In June 2016, the FASB issued ASU No. 2016-13, Financial Instruments—Credit Losses (Topic 326): Measurement of Credit Losses on Financial Instruments (ASU 2016-13), which requires the measurement and recognition of expected credit losses for financial assets held at amortized cost. This ASU replaces the existing incurred loss impairment model with an expected loss model. It also eliminates the concept of other-than-temporary impairment and requires credit losses related to available-for-sale debt securities to be recorded through an allowance for credit losses rather than as a reduction in the amortized cost basis of the securities. These changes will result in earlier recognition of credit losses. For SEC filers that are eligible to be smaller reporting companies, this ASU is effective for fiscal years beginning after December 15, 2022, and interim periods within those fiscal years. Early adoption is permitted. The Company plans to adopt the provisions of ASU 2016-13 effective January 1, 2023 and is currently evaluating the impact the adoption of this ASU will have on its consolidated financial statements and related disclosures.

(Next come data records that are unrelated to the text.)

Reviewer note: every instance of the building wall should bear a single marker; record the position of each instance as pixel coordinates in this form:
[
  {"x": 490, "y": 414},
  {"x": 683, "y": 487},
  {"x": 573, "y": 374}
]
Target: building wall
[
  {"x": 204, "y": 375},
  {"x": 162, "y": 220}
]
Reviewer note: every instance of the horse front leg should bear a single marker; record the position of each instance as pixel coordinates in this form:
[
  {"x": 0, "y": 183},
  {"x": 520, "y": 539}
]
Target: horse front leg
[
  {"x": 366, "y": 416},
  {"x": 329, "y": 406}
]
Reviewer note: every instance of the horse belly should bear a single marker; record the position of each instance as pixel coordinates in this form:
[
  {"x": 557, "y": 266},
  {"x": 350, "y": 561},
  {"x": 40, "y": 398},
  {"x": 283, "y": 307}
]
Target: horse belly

In January 2017, the FASB issued ASU No. 2017-04, Intangibles – Goodwill and Other (Topic 350): Simplifying the Test for Goodwill Impairment (ASU 2017-04). The new guidance simplifies the subsequent measurement of goodwill by removing the second step of the two-step impairment test. The amendment requires an entity to perform its annual or interim goodwill impairment test by comparing the fair value of a reporting unit with its carrying amount. An entity still has the option to perform the qualitative assessment for a reporting unit to determine if the quantitative impairment test is necessary. SEC filers that are eligible to be smaller reporting companies should adopt the amendments in this update for its annual or any

interim goodwill impairment tests in fiscal years beginning after December 15, 2022. The amendment should be applied on a prospective basis. Early adoption is permitted for interim or annual goodwill impairment tests performed on testing dates after January 1, 2017. The Company plans to adopt the provisions of ASU 2017-04 effective January 1, 2023 and is currently evaluating the impact the adoption of this ASU will have on its consolidated financial statements and related disclosures.